Meet the Director of Phare Performing Social Enterprise, Dara Huot. Dara attended the University of Cambodia in Phnom Penh where he earned his degree in Economics, but also studied additional courses in Law.
Though he grew up in Battambang, Dara was born in Siem Reap, still during war-time in the mid 80’s. He can remember some early brushes with the end of the war when he had to run for shelter during a gun battle in the street when he was 7. He remembers there was no art left in Cambodia at that time, with one exception… street art performances.
These were very specific kinds of performances called Pahi. They generally consisted of groups of men selling medicines they made from scratch to sell to people in villages. There was no medical care available at that time and these men would attract attention with the use of monkeys they had as pets and would do “magic tricks” with their assistance. These types of acts aren’t looked upon favorably anymore, but the existence of these modest shows planted an early seed in Dara that art and creativity are a foundational element in cultural identity.
What’s Dara’s favorite part of Social Enterprise work? Talking to young audiences! Dara considers himself lucky because he had some strong role models as a young man who aided in his understanding of what success is and how he could excel in his career. Dara said not many Cambodians have had the luxury of competent mentors because of the loss of the highly educated leaders during the war. Because of his good fortune in having had positive early guidance, he has been driven to share his understanding of how young people can believe in themselves in order to seize opportunity when the right moment arises in their lives.
Hardest part of the job? “Nothing is hard – its all easy!…” No, but really, he said the beginning was the hardest with the financing and the launching of the enterprise; not knowing whether it would make it out of its infancy with such a limited budget. But now, it is fun! Easier than it was, though of course, never “easy”. Now he can help the organization focus on more strategic goals, like development of our artists, and long-term needs like a permanent home for the circus. We need to buy some of our own property!
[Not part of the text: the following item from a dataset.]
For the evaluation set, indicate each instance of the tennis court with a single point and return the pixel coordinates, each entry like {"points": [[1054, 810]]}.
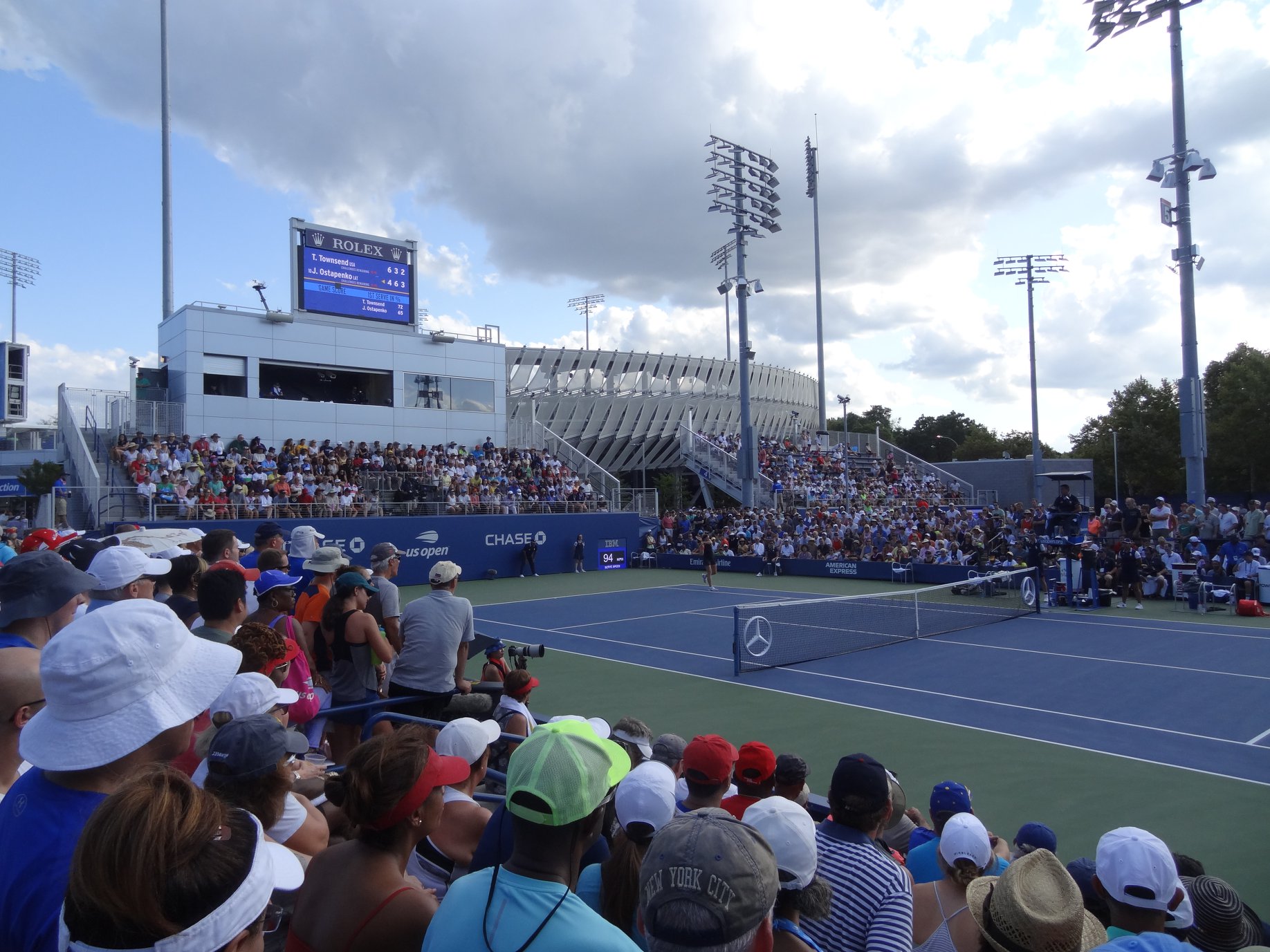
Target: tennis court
{"points": [[1084, 720]]}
If he could have dinner with anyone? Melinda Gates. He listened to her speech at Stanford University regarding entrepreneurship and was inspired by the way the Gates Foundation looks at their programming in its attempts to create change in the world. The dinner would have 2 key elements… To learn from her expertise on change and social justice, and also to have a dialogue on the importance of arts as a way for a society to develop – as a way for each person to possess personal freedom and have a voice. Dara strongly believes that being heard is a basic need of the people, and arts are a tool for them to achieve this. By the way this dinner would take place at his favorite restaurant, Cuisine Wat Damnak. Be sure to call ahead for a reservation!
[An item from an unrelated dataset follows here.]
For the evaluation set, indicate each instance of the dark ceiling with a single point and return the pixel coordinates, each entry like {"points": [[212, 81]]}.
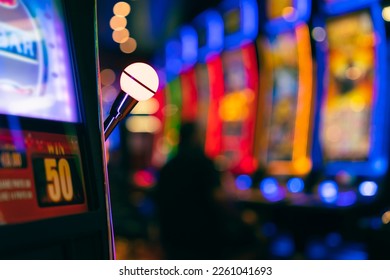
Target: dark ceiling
{"points": [[150, 23]]}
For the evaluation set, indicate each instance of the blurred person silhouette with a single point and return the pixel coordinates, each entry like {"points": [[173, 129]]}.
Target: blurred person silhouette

Phare in 5 years? An admired, respected internationally well-known social enterprise… helping many Khmer artists build their professional capacity in life through an arts career, as well as thoroughly sustaining our parent association (Phare Ponleu Selpak) through our financially sustainable business.
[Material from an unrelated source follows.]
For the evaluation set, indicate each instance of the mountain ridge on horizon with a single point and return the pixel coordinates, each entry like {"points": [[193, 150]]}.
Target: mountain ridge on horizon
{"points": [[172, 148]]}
Favorite part of our circus? The stories. The messages woven into the tales that detail the difficult issues at play in present and historic Cambodian society.
Favorite TV Show/Movie? The Practice (US Drama Series)
Book? The Power of Now by Eckert Tolle… it was a gift from Sally, manager of Amansara Hotel here in Siem Reap (we provide performance entertainment for private events here occasionally).
Thank you Dara for all of your efforts. Thanks to you and your team, Cambodia isn’t only becoming known worldwide for the ancient Angkor temples, but also for its revitalized arts culture that is growing more every year. Though it may be hard to catch Dara, you can always come see a show while you’re in Siem Reap – every night at 8:00. See you there!